Instagram is joining the fray in the wake of multiple media sites making and implementing similar features in the wake of heavy online misinformation and paranoia. A short recap about all measures taken by Instagram’s peers may help us better contextualize the importance of its own efforts. Facebook, the app’s parent company, has taken to notify users when they’ve encountered posts with false information, along with banning all parties at fault. Twitter, while also flagging posts, has started adding warning labels to tweets with “factually questionable” information, while simultaneously decreasing the reach and interaction of such tweets. Notable efforts in their own rights, and certainly proactive steps towards stemming the flow of toxicity from communities such as the anti-vaxxers and pandemic deniers. Now, let’s have a look at what Instagram offers to its users.
The first anti-pandemic measure is less centered around preventing misinformation and is more focused on general safety. In areas where COVID-19 cases are seeing a spike, notifications will be sent to users from those areas. The notification, highlighting the spike, will also be accompanied with contact info, connecting the local community to relevant centers such as the WHO, CDC, and so forth. This measure seeks to prevent users from contracting the virus in the first place by automatically informing them to stay alert and on the lookout. A very different approach, it should be noted, from other social media outlets that have remained focused on tackling misinformation.

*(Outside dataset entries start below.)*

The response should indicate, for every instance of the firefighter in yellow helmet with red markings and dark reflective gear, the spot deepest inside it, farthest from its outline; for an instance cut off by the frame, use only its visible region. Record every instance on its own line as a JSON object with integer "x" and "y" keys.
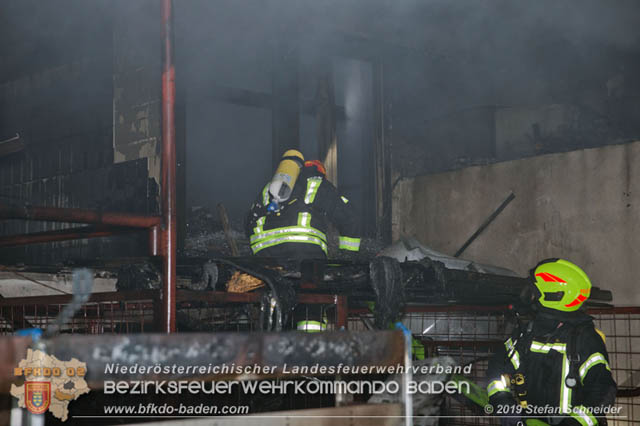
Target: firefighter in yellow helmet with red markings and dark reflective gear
{"x": 557, "y": 365}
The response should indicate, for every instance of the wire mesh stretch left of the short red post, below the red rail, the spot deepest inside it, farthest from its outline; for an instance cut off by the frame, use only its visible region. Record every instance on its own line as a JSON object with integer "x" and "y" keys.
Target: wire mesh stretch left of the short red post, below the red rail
{"x": 137, "y": 312}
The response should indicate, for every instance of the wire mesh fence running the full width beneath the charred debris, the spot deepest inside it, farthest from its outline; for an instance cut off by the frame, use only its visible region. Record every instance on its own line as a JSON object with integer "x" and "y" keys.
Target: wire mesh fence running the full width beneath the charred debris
{"x": 469, "y": 334}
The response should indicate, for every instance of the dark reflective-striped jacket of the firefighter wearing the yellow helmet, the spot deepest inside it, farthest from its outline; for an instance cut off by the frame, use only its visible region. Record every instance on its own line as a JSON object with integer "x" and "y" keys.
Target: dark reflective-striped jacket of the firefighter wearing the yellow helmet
{"x": 534, "y": 368}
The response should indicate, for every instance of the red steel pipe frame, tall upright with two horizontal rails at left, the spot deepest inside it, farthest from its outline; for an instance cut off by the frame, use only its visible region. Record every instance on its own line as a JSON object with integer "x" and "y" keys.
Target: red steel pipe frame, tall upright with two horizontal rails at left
{"x": 162, "y": 229}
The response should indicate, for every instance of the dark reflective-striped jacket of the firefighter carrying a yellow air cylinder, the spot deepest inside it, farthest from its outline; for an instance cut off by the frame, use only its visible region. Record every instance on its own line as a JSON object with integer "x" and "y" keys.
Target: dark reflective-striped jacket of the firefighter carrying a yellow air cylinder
{"x": 299, "y": 228}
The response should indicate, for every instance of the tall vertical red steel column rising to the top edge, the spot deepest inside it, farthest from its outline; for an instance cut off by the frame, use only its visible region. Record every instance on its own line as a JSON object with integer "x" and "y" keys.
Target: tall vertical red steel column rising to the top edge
{"x": 168, "y": 234}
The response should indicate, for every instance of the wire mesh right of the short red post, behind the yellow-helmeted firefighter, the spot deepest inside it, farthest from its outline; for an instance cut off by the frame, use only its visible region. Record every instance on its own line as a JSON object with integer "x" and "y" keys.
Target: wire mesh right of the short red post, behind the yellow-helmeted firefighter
{"x": 471, "y": 334}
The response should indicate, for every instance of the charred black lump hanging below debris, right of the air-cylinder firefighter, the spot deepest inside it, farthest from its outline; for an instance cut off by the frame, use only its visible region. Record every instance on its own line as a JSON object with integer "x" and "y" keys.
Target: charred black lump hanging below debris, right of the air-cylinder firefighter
{"x": 387, "y": 283}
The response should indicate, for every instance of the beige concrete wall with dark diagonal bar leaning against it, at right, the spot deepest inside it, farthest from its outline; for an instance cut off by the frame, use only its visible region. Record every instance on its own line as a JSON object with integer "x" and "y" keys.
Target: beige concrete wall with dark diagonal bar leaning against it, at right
{"x": 581, "y": 205}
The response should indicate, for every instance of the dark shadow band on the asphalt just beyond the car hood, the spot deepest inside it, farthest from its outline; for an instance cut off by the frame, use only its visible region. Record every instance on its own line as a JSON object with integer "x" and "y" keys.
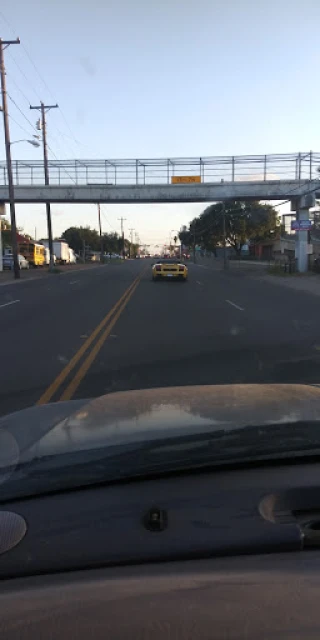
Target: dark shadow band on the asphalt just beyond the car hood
{"x": 284, "y": 364}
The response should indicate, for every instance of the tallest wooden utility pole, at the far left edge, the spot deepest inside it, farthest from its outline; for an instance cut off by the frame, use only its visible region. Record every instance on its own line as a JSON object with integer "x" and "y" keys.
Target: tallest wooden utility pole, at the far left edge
{"x": 3, "y": 45}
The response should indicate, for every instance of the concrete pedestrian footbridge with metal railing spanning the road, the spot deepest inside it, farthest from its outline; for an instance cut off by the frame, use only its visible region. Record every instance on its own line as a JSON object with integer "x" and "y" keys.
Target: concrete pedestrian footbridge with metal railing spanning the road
{"x": 207, "y": 179}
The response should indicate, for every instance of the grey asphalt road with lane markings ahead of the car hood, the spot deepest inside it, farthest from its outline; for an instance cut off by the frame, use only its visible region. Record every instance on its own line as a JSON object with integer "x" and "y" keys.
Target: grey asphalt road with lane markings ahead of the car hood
{"x": 111, "y": 328}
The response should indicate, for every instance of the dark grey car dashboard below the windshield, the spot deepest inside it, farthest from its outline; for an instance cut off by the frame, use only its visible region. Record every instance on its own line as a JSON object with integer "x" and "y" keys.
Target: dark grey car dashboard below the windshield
{"x": 227, "y": 554}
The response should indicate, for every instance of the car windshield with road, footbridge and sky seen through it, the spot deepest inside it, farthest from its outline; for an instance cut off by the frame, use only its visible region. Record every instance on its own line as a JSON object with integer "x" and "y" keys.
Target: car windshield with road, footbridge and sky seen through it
{"x": 159, "y": 229}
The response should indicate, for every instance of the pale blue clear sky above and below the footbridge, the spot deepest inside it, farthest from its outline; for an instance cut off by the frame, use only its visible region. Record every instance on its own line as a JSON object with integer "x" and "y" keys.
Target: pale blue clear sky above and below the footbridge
{"x": 160, "y": 78}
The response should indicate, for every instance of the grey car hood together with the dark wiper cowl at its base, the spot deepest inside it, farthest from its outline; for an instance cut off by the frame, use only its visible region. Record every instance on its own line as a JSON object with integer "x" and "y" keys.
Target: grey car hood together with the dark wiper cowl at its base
{"x": 64, "y": 434}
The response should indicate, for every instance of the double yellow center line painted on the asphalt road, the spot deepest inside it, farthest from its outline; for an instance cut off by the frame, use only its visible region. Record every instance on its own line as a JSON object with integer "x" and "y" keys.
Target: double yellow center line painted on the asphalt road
{"x": 106, "y": 325}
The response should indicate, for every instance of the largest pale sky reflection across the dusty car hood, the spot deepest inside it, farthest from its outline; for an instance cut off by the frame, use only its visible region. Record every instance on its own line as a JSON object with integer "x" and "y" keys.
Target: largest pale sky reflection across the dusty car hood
{"x": 175, "y": 411}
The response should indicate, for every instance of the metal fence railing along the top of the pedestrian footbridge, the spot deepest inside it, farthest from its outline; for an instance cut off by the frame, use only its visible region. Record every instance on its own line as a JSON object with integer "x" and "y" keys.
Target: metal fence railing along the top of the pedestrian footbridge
{"x": 297, "y": 166}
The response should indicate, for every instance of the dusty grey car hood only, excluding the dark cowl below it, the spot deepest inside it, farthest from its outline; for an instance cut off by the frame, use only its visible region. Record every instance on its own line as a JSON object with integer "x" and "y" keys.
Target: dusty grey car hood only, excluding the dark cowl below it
{"x": 134, "y": 416}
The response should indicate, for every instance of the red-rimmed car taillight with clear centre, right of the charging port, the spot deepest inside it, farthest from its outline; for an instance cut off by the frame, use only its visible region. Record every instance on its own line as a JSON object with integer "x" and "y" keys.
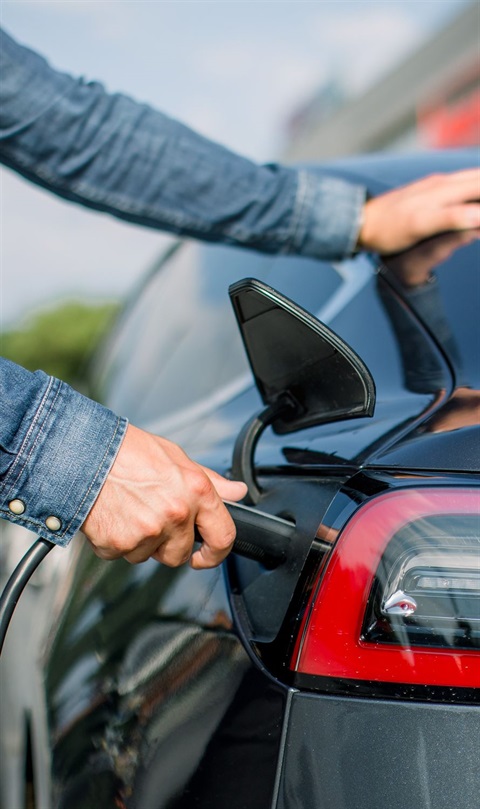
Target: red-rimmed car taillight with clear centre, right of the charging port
{"x": 399, "y": 598}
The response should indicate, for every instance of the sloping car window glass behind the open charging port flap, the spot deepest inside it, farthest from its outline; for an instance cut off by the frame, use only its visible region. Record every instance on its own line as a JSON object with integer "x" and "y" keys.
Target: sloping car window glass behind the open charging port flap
{"x": 179, "y": 343}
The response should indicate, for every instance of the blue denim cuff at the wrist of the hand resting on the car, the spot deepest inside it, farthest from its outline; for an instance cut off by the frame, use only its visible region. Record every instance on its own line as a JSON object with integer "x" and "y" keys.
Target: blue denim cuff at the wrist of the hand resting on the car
{"x": 329, "y": 216}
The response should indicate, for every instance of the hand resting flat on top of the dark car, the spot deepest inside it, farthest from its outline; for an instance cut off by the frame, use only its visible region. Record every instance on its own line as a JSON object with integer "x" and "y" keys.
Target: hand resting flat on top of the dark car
{"x": 442, "y": 202}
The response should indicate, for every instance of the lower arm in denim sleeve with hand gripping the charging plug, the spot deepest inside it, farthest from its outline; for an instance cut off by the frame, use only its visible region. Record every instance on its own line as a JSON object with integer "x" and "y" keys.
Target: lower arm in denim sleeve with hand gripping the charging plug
{"x": 67, "y": 463}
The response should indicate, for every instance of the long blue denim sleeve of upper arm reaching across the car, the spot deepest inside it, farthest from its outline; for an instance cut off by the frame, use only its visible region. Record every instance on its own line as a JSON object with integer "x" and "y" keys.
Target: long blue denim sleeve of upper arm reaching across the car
{"x": 113, "y": 154}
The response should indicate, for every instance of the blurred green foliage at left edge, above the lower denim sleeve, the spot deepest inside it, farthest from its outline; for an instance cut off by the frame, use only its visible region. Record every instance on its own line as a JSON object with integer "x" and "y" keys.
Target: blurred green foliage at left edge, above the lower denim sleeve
{"x": 59, "y": 341}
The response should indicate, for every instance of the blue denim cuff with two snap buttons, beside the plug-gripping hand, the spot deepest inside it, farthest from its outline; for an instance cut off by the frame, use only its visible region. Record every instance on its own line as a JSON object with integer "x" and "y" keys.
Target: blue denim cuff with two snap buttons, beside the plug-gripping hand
{"x": 66, "y": 453}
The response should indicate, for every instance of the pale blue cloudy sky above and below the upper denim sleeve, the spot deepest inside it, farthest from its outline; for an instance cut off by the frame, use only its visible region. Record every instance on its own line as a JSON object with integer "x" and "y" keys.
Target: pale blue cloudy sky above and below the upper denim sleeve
{"x": 235, "y": 71}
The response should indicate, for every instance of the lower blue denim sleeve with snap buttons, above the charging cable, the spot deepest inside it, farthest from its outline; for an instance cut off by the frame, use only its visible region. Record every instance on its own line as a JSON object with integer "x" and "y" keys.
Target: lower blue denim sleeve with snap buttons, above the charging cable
{"x": 56, "y": 449}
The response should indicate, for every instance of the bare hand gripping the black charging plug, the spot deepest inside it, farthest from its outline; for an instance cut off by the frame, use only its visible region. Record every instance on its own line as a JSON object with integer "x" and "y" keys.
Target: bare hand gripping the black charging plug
{"x": 153, "y": 499}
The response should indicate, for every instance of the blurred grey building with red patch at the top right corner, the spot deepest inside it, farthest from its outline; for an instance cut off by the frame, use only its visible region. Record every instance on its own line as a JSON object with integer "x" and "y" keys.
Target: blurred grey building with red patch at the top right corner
{"x": 431, "y": 100}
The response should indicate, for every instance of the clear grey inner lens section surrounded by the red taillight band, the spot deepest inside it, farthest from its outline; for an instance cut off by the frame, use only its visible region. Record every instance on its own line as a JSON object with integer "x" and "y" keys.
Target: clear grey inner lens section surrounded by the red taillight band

The second feature revolves around community interaction with the app itself. If users are found searching for COVID-19, vaccine, or any other terms linked to the pandemic, they will also be provided credible resources (such as the aforementioned WHO and CDC) to help make wading through the mix of reliable and unreliable online information easier. While such links to factually sound sources have been spotted all across major social media interfaces such as YouTube, and the aforementioned Facebook and Twitter, it’s nice to see Instagram take initiative with spreading factual information online.
In addition to Instagram’s early pledge to ban hashtags that lead to misleading or conspiracy-laced information, it feels like the app has a solid grasp on their plan to tackle online paranoia-propagating groups. And not a moment too late. With the recent development and launching of vaccines across the world, and reactionary tirades from the Anti Vaccination Movement online, social media conglomerates have started moving in on them at the right time.